Senza dimenticare che tale benessere così ritrovato o mantenuto ha riflessi a livello comportamentale, in virtù del famoso concetto di unità psico-fisica dell’essere umano.


Da qui si evince il motivo per cui l’azienda dovrebbe sostenere questo meccanismo virtuoso: una mente rilassata è una mente creativa, in un corpo in salute. Un individuo in tale stato è altamente motivato nella sua autorealizzazione sul lavoro (e non solo). E’ produttivo e creativo e, soprattutto, ha comportamenti e relazioni altamente positive, innescando reazioni catena per comporre il famoso “ambiente di lavoro armonioso, creativo e cooperativo” che è l’aspirazione di tutti noi.


In buona sintesi, crescita e prosperità per un’azienda che coltiva le sue risorse umane in quest’ottica.


Spazi in azienda per fare cosa?

Eccoci arrivati alla domanda clue. La risposta è: spazi dedicati per fare tutto quanto sopra esposto. Spazi di cui le persone sentono naturalmente il bisogno. Monica racconta di essersi organizzata con un’amica per dipingere durante la pausa pranzo. Cercano una sala riunioni libera in cui ritrovare un contatto con la propria parte creativa e rigenerarsi, “...fino a che non ci butteranno fuori…”.


E ancora: “Un mio collega si è costruito di sua iniziativa, in un angolo dell’open space, un piccolo giardino Zen con la fontanella su un quadrato di prato sintetico comprato da Ikea…”.

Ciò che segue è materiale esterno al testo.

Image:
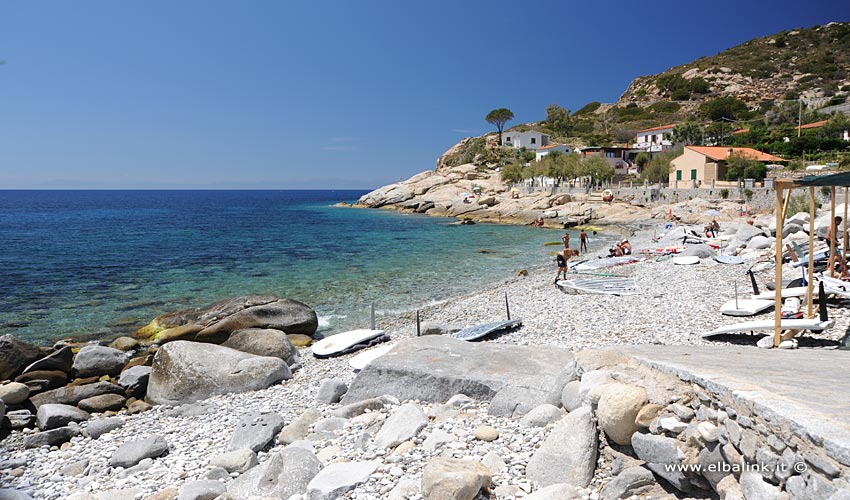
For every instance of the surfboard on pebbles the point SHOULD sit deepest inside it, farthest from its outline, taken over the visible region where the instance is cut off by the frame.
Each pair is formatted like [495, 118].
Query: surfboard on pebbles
[685, 260]
[364, 358]
[346, 342]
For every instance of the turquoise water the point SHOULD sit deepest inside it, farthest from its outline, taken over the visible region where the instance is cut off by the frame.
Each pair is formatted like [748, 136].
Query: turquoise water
[97, 264]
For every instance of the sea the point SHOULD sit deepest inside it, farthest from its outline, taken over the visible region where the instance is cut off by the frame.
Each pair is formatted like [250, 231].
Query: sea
[98, 264]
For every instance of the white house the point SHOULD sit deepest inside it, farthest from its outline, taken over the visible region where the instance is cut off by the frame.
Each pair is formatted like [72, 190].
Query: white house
[532, 139]
[545, 150]
[656, 139]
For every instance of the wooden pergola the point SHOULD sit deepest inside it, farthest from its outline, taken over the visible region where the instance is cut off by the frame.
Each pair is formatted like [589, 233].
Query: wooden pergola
[783, 196]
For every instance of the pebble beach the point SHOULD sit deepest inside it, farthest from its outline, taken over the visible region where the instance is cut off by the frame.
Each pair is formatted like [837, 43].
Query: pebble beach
[676, 305]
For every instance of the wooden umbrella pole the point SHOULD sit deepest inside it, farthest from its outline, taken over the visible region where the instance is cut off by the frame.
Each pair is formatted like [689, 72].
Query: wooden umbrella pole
[809, 287]
[833, 232]
[777, 306]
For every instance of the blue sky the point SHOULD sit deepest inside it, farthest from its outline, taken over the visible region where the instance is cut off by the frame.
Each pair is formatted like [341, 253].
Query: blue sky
[334, 94]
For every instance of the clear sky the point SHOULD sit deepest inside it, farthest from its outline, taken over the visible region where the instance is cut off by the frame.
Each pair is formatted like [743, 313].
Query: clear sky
[320, 94]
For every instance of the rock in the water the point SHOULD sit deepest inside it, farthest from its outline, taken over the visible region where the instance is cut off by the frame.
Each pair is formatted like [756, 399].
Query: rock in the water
[264, 342]
[95, 360]
[133, 452]
[184, 372]
[15, 355]
[335, 479]
[53, 437]
[285, 474]
[53, 416]
[568, 455]
[102, 403]
[255, 431]
[617, 409]
[452, 478]
[631, 481]
[661, 455]
[101, 426]
[331, 391]
[402, 425]
[562, 491]
[135, 380]
[14, 393]
[434, 368]
[239, 461]
[542, 416]
[298, 428]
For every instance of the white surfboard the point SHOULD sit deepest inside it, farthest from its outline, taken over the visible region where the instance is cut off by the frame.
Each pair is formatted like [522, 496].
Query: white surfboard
[335, 344]
[364, 358]
[814, 324]
[685, 260]
[745, 307]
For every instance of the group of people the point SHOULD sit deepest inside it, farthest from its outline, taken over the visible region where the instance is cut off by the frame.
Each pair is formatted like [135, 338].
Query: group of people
[566, 253]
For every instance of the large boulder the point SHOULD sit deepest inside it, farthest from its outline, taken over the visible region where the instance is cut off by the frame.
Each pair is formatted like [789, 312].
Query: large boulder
[95, 360]
[264, 342]
[568, 455]
[435, 368]
[15, 355]
[185, 372]
[216, 322]
[285, 474]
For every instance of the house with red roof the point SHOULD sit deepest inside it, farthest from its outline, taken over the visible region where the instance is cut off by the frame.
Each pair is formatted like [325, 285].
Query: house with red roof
[708, 163]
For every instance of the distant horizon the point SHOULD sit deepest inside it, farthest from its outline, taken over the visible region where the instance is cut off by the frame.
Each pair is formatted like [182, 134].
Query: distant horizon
[292, 95]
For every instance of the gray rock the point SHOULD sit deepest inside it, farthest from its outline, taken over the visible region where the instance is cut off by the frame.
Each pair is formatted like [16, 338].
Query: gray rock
[562, 491]
[453, 478]
[568, 454]
[99, 360]
[756, 488]
[14, 393]
[15, 355]
[255, 431]
[101, 426]
[434, 368]
[239, 461]
[10, 494]
[401, 426]
[329, 424]
[53, 437]
[201, 490]
[265, 342]
[285, 474]
[102, 403]
[298, 428]
[53, 416]
[134, 380]
[542, 416]
[336, 479]
[331, 391]
[133, 452]
[185, 372]
[660, 453]
[631, 481]
[73, 394]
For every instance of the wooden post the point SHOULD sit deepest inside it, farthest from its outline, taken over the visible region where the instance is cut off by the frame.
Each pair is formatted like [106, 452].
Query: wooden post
[809, 290]
[834, 232]
[777, 306]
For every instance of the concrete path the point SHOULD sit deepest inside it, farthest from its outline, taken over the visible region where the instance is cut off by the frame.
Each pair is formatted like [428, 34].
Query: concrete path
[808, 388]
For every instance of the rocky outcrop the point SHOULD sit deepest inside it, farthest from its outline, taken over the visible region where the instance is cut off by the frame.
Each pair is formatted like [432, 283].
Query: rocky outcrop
[185, 372]
[216, 322]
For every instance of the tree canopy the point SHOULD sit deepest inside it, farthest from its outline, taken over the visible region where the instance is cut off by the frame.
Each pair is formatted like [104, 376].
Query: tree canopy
[499, 117]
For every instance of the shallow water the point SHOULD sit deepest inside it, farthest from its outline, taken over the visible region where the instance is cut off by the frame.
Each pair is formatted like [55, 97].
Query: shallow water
[101, 263]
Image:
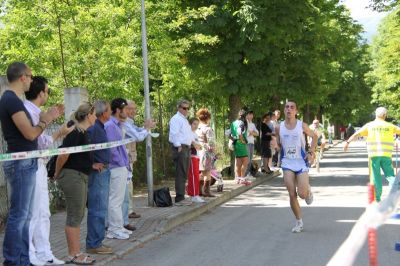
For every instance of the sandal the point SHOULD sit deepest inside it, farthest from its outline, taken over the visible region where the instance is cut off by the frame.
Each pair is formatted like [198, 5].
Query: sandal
[81, 259]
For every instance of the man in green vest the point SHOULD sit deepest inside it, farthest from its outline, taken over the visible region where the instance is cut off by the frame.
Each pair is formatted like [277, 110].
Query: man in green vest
[380, 141]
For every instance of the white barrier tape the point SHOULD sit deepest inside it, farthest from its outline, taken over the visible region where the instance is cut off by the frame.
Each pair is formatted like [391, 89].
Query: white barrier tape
[373, 217]
[57, 151]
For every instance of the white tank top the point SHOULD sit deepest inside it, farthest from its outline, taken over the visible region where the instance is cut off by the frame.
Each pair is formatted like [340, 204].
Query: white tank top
[293, 147]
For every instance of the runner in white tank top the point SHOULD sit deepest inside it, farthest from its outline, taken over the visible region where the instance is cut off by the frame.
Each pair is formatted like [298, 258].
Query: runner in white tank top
[295, 171]
[293, 154]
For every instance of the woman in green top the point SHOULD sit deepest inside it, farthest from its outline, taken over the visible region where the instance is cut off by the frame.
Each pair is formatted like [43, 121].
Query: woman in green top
[238, 134]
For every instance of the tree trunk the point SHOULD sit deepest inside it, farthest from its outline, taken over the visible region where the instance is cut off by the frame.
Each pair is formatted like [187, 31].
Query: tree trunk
[234, 108]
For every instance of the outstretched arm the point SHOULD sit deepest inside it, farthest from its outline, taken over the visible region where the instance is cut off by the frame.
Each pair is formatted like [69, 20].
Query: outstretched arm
[355, 135]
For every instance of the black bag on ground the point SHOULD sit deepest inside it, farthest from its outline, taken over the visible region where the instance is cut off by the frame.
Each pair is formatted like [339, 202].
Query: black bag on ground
[162, 198]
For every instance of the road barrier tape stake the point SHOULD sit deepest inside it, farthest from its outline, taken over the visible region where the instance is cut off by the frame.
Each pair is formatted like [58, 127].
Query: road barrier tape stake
[372, 233]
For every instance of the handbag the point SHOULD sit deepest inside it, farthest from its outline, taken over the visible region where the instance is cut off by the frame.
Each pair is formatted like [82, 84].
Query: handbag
[162, 198]
[51, 166]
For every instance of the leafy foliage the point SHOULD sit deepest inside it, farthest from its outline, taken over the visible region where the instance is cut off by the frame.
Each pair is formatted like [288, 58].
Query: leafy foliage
[385, 76]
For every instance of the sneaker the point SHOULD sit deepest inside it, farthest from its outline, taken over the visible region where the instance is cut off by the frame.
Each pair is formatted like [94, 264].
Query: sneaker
[100, 250]
[130, 227]
[117, 235]
[55, 261]
[197, 199]
[310, 197]
[35, 261]
[250, 178]
[126, 231]
[243, 181]
[298, 228]
[184, 202]
[134, 215]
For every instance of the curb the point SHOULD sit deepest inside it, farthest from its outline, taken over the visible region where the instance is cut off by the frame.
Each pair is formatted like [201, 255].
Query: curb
[171, 222]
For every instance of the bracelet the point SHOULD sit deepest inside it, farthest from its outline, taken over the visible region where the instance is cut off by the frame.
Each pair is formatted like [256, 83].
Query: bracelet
[41, 127]
[44, 122]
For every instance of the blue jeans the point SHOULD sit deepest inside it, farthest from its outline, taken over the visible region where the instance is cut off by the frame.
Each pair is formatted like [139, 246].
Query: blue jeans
[21, 176]
[125, 205]
[98, 190]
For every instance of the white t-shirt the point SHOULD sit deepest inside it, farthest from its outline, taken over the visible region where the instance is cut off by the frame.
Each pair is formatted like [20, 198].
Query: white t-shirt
[293, 147]
[250, 127]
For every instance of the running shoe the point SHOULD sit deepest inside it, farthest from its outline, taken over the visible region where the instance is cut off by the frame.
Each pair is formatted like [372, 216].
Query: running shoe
[310, 197]
[117, 235]
[298, 228]
[197, 199]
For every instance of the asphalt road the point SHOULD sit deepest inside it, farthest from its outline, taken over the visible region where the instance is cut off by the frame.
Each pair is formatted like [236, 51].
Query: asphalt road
[255, 228]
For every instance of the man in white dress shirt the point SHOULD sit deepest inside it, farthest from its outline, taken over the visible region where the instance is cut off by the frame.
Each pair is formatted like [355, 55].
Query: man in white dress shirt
[180, 137]
[39, 228]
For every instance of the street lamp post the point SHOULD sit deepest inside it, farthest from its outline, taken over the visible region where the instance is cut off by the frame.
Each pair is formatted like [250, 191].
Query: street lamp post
[149, 159]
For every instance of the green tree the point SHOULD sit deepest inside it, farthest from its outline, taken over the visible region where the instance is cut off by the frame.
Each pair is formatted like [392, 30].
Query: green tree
[385, 76]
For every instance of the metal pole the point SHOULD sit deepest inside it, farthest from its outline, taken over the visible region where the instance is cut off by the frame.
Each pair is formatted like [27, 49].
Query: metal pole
[149, 159]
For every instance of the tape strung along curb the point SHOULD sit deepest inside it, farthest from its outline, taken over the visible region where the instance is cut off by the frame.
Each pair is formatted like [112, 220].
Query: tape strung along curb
[57, 151]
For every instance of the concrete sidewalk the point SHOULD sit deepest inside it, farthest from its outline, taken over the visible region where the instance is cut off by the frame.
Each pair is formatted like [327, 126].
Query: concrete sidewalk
[154, 221]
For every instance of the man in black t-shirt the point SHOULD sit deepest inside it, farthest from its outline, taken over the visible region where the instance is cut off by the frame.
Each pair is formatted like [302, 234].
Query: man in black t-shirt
[20, 135]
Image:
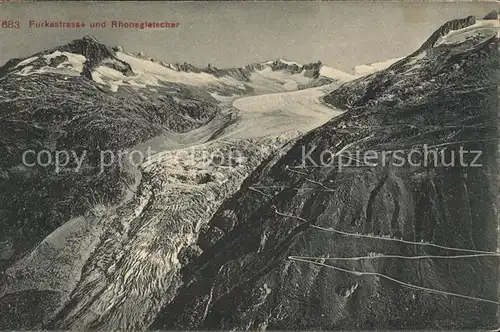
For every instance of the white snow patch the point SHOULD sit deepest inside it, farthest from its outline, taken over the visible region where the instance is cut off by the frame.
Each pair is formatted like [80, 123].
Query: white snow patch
[374, 67]
[151, 73]
[25, 62]
[336, 74]
[275, 113]
[481, 27]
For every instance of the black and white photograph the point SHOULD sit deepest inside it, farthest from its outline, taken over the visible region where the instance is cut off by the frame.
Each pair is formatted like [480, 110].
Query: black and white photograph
[249, 165]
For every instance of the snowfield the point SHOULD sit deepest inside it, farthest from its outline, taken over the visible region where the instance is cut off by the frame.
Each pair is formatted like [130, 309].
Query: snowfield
[281, 112]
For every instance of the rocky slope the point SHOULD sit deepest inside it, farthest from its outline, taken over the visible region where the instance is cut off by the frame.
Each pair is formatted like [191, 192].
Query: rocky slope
[264, 261]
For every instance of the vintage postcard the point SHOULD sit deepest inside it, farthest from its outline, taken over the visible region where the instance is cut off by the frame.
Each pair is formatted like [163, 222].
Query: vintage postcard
[236, 165]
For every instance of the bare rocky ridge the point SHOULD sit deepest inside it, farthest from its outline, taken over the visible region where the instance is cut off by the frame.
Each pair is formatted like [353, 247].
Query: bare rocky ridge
[219, 229]
[253, 276]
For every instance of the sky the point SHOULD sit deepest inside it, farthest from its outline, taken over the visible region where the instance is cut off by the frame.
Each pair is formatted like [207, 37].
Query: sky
[230, 34]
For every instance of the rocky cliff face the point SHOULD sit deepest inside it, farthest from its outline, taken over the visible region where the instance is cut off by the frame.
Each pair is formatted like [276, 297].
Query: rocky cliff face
[266, 257]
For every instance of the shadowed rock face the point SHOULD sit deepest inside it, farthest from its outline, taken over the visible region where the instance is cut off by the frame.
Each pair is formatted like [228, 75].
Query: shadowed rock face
[446, 97]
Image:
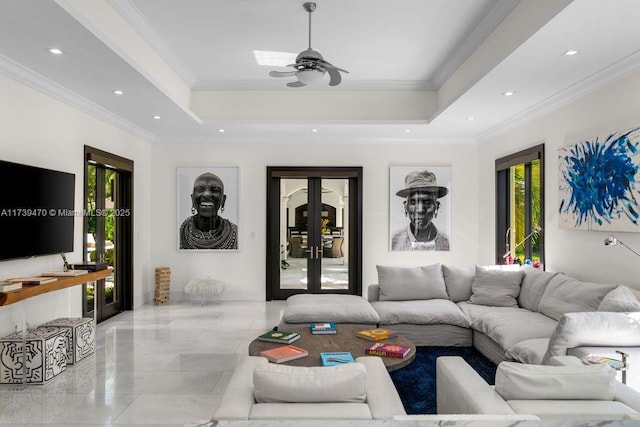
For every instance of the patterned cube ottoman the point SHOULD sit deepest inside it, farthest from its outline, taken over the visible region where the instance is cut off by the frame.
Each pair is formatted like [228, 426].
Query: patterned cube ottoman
[81, 336]
[45, 352]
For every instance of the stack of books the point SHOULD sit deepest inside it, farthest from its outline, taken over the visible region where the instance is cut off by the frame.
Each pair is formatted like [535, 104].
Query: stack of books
[40, 280]
[336, 358]
[377, 334]
[284, 353]
[323, 328]
[388, 350]
[281, 337]
[6, 286]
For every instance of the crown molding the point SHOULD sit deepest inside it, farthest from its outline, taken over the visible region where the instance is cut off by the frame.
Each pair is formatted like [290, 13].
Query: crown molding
[473, 40]
[604, 77]
[40, 83]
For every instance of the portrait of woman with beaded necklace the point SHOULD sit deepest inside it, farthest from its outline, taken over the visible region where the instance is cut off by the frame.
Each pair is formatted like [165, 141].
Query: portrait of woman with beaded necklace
[205, 228]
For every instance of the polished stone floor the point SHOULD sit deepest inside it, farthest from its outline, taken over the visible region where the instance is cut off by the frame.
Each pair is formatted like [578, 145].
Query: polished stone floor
[156, 365]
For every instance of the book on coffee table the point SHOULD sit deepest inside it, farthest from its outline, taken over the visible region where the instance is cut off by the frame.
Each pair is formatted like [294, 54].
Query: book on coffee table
[377, 334]
[388, 350]
[336, 358]
[281, 337]
[323, 328]
[284, 353]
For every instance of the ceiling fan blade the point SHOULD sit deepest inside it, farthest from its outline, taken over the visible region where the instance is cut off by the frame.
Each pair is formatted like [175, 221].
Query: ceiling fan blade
[282, 73]
[334, 75]
[296, 84]
[329, 65]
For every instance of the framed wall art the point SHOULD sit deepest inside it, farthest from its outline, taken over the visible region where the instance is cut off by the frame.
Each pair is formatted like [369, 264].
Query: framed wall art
[208, 208]
[599, 182]
[419, 208]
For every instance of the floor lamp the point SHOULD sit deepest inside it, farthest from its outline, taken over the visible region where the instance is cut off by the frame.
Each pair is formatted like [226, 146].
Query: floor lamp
[612, 241]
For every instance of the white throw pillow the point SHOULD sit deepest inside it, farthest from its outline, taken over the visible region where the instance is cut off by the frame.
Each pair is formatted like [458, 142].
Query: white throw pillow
[516, 381]
[495, 287]
[411, 283]
[621, 299]
[319, 384]
[458, 281]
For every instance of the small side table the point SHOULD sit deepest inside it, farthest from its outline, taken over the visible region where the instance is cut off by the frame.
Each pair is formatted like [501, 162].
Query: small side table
[610, 362]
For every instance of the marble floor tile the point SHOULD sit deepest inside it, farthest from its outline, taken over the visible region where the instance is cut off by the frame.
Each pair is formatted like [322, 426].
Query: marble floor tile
[155, 366]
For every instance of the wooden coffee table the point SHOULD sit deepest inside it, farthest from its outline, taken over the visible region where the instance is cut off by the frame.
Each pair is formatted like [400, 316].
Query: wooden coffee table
[344, 340]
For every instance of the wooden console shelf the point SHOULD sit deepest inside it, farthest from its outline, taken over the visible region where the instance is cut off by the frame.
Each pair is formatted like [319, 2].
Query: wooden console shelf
[29, 291]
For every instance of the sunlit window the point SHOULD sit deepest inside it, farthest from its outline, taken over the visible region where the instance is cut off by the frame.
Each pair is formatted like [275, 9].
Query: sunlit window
[520, 207]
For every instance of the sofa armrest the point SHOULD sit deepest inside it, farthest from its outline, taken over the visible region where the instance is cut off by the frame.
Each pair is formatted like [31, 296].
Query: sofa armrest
[382, 397]
[597, 328]
[238, 400]
[460, 390]
[373, 293]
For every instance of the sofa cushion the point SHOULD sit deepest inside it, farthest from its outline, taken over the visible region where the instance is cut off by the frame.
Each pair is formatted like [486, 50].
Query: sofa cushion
[458, 281]
[593, 329]
[621, 299]
[421, 312]
[306, 308]
[533, 286]
[496, 288]
[513, 326]
[296, 384]
[517, 381]
[529, 351]
[411, 283]
[565, 294]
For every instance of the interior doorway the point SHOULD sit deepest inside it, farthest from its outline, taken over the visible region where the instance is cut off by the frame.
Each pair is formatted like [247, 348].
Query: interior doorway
[314, 232]
[108, 232]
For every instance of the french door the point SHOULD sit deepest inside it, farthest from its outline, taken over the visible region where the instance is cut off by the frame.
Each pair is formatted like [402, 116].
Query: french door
[108, 233]
[314, 235]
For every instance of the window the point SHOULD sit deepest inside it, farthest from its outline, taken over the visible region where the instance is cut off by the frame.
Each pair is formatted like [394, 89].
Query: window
[520, 207]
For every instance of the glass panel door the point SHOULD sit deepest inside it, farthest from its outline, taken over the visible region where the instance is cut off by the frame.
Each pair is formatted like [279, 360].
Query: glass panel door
[294, 234]
[335, 231]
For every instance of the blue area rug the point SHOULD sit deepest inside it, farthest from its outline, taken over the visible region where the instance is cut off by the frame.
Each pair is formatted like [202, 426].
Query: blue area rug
[416, 383]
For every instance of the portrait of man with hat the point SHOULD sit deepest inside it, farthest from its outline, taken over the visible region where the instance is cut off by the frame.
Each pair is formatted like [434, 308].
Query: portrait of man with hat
[421, 205]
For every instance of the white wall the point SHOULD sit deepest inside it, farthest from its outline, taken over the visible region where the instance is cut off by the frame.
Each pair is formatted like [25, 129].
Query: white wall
[244, 271]
[39, 131]
[578, 253]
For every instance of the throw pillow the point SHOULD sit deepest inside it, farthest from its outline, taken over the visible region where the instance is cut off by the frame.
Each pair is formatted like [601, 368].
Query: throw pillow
[517, 381]
[458, 281]
[496, 288]
[411, 283]
[621, 299]
[296, 384]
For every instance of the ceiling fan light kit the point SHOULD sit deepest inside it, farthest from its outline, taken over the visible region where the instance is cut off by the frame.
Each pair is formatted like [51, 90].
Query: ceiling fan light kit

Marzia ha seguito un corso di Training Autogeno per gestire l’ansia e lo stress lavorativo (al di fuori dell’azienda). Racconta: “ho provato ad applicare la tecnica alla mia scrivania dopo una telefonata di lavoro molto concitata che mi aveva fatto arrabbiare. La tecnica ha funzionato bene sin dall’inizio, ma non sono riuscita a portare a termine la sessione a causa delle interruzioni che sono sopraggiunte presto…”.


“Chill out area” e “Rebalancing room” sono le risposte aziendali più moderne a tali bisogni, ma anche stanze raccolte e insonorizzate per accogliere una meditazione individuale, le sedute di counselling e di coaching, l’office massage e quant’altro si possa immaginare tra le tante tecniche naturali a disposizione.


Qui la creatività dell’arredatore può veramente sbizzarrirsi. Dalle suggestioni mediorientali da Spa a quelle più fredde e essenziali delle culture nordiche o giapponesi.


Contenitori di benessere da arredare secondo il gusto e il carattere dell’azienda.


Ma l’importante è che ci sia o che, quantomeno, si possa ricavare da spazi aziendali concepiti in modo versatile, come una grande sala conference per le attività di gruppo o piccole sale meeting per il raccoglimento, i massaggi o per i colloqui di counselling. In tal caso, una rigorosa gestione delle tempistiche delle attività e del cartello “Do not disturb” è d’obbligo.